The classical Weyl law for $\Gamma = \mathrm{SL}_2(\mathbb{Z})$ counts the number of Maass cusp forms on $\Gamma \backslash \mathbb{H}$ with Laplace eigenvalue less than $T$. This is originally due to Selberg via the Selberg trace formula, and I believe the proof extends to any congruence subgroup $\Gamma$ of $\mathrm{SL}_2(\mathbb{Z})$.

What about Maass cusp forms with character? That is, let $N$ be a positive integer, $\chi$ a nontrivial Dirichlet character modulo $N$, and suppose that $\phi(\gamma z) = \chi(d) \phi(z)$ for all $\gamma = \begin{pmatrix} a & b \\ c & d \end{pmatrix} \in \Gamma_0(N)$. Does there exist a Weyl law for such Maass forms $\phi$ in the literature? Moreover, is there such a Weyl law with error term uniform in $N$ and $T$? I am sure at the very least that my first question is known, as the Selberg trace formula can be written down explicitly in this setting, but I can't seem to find a reference.

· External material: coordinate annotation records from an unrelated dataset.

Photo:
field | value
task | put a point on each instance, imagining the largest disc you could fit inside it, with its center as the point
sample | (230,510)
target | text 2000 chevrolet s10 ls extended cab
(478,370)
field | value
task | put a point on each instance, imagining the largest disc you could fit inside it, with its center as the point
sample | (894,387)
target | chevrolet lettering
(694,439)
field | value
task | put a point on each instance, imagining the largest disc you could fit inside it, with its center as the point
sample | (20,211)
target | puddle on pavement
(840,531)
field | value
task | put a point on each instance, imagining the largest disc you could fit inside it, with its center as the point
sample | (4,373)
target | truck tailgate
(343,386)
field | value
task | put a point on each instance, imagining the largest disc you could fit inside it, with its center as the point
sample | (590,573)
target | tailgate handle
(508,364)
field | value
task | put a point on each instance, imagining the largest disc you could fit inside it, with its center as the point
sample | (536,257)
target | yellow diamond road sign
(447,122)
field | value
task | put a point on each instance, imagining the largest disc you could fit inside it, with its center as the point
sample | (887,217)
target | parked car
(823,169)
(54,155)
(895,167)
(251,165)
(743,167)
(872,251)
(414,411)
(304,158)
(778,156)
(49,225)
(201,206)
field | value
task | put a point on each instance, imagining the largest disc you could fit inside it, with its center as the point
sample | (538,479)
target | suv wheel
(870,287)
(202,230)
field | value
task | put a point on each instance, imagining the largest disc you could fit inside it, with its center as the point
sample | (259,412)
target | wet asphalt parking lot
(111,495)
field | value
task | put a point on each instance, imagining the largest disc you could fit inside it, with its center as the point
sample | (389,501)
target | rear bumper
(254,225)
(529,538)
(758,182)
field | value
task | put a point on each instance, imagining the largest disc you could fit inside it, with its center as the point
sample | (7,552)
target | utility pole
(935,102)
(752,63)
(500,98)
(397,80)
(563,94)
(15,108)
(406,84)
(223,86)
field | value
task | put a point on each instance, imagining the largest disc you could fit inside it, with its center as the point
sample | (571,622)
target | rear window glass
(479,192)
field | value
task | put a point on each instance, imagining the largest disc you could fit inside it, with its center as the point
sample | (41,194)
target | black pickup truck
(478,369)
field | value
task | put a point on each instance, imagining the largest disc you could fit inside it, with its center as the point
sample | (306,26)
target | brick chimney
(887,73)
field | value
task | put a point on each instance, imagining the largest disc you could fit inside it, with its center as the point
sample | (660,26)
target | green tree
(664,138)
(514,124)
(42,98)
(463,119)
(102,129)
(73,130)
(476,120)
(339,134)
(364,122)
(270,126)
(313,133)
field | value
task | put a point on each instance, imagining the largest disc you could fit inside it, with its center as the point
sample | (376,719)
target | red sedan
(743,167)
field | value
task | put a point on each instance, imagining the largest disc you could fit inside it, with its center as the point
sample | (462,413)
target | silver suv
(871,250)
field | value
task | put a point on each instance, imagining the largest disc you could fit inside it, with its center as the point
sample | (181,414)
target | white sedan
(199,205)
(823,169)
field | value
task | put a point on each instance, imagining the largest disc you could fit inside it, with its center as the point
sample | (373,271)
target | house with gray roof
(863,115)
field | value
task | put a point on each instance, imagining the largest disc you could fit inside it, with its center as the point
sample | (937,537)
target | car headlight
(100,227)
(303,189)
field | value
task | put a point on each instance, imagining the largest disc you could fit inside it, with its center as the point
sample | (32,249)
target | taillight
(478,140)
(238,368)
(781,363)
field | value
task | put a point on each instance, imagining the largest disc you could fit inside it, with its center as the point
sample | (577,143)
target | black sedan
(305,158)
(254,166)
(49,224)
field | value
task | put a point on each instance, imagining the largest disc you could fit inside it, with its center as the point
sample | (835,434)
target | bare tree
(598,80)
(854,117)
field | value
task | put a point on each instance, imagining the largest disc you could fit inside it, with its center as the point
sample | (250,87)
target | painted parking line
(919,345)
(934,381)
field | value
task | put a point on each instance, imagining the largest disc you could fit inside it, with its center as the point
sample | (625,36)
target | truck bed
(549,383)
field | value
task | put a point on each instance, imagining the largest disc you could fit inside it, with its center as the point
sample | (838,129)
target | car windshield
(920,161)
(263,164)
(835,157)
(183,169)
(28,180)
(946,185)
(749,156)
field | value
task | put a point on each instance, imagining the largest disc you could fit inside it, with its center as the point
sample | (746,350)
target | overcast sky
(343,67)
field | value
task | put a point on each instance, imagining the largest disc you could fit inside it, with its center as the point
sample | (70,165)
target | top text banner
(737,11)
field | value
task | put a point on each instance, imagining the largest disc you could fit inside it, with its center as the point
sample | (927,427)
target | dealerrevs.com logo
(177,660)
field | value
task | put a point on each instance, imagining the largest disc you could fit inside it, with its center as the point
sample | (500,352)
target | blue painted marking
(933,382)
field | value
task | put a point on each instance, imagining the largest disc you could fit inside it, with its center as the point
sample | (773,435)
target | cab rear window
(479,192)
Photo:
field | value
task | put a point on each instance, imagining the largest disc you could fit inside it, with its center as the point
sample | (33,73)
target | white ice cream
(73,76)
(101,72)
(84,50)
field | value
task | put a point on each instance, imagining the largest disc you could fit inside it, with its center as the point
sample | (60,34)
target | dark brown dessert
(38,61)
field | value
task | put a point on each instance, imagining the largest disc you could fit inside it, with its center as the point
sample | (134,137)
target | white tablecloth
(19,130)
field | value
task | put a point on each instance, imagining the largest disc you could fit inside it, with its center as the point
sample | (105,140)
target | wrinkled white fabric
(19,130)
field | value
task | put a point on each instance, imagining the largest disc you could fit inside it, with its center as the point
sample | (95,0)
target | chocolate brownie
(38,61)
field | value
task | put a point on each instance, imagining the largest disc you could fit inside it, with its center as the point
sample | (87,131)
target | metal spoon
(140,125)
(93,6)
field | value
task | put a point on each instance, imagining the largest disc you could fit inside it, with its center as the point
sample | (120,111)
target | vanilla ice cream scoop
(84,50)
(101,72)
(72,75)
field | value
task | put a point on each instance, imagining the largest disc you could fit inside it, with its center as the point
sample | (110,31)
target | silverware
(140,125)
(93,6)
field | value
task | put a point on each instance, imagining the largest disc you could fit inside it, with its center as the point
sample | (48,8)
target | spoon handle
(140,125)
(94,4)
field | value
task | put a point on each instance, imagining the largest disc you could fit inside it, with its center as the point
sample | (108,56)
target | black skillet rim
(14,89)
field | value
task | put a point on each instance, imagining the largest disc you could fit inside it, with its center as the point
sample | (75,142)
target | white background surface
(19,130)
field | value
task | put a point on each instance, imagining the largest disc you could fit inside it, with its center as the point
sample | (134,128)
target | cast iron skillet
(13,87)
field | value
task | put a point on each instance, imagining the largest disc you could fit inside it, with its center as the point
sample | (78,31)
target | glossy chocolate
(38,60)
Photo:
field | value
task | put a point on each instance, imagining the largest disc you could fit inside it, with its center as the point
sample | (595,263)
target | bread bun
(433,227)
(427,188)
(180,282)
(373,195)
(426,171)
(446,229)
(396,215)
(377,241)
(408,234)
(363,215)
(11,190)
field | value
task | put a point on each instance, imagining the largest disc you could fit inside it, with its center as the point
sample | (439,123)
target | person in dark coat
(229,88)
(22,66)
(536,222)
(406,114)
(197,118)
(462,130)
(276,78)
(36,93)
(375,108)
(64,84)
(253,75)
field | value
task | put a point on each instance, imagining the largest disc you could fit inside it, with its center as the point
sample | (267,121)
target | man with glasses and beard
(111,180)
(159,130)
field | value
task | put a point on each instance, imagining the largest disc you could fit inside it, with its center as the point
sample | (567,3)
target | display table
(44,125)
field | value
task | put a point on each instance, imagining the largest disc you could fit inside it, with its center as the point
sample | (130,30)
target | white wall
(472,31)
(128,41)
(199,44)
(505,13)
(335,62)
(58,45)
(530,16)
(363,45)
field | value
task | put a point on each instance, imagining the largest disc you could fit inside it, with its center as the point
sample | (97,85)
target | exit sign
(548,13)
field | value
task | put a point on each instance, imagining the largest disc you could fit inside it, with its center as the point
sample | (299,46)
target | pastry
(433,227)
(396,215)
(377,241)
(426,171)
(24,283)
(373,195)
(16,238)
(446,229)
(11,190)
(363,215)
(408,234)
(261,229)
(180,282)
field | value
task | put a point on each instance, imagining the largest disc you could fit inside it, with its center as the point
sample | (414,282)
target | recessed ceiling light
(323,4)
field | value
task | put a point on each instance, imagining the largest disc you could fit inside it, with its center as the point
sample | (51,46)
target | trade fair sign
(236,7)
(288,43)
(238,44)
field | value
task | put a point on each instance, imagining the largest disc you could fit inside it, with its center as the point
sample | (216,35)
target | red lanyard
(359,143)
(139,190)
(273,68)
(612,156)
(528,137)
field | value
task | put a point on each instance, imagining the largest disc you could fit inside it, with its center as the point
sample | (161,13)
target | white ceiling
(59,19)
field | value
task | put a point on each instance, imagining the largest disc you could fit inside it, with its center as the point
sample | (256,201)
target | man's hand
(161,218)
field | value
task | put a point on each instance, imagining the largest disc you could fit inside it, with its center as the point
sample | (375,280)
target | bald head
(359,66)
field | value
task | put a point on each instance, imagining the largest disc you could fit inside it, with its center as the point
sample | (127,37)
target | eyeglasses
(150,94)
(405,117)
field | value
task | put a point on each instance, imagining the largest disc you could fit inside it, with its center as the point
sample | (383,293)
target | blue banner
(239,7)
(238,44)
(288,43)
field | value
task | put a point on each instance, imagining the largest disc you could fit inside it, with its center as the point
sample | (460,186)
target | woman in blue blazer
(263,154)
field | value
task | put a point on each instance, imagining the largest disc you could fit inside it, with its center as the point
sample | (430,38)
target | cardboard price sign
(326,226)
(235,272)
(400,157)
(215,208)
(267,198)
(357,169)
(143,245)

If we instead consider holomorphic cusp forms of weight $k \geq 2$, then the analogous question is determining dimension formulae for $\mathcal{S}_k(N,\chi)$, and these were discovered by Cohen and Osterle. Allegedly their proof uses the Eichler-Selberg formula, but it never appeared in print, and a proof was only published a couple of years ago by Jordi Quer using somewhat different methods. In the resulting formula, one finds that the main contribution as $k \to \infty$ doesn't depend on $\chi$, but the lower order terms do. For Maass forms, I'm not sure if one would be able to see this, as the associated lower order terms might be too small to distinguish from the existing error term for the Weyl law coming from the continuous spectrum, say.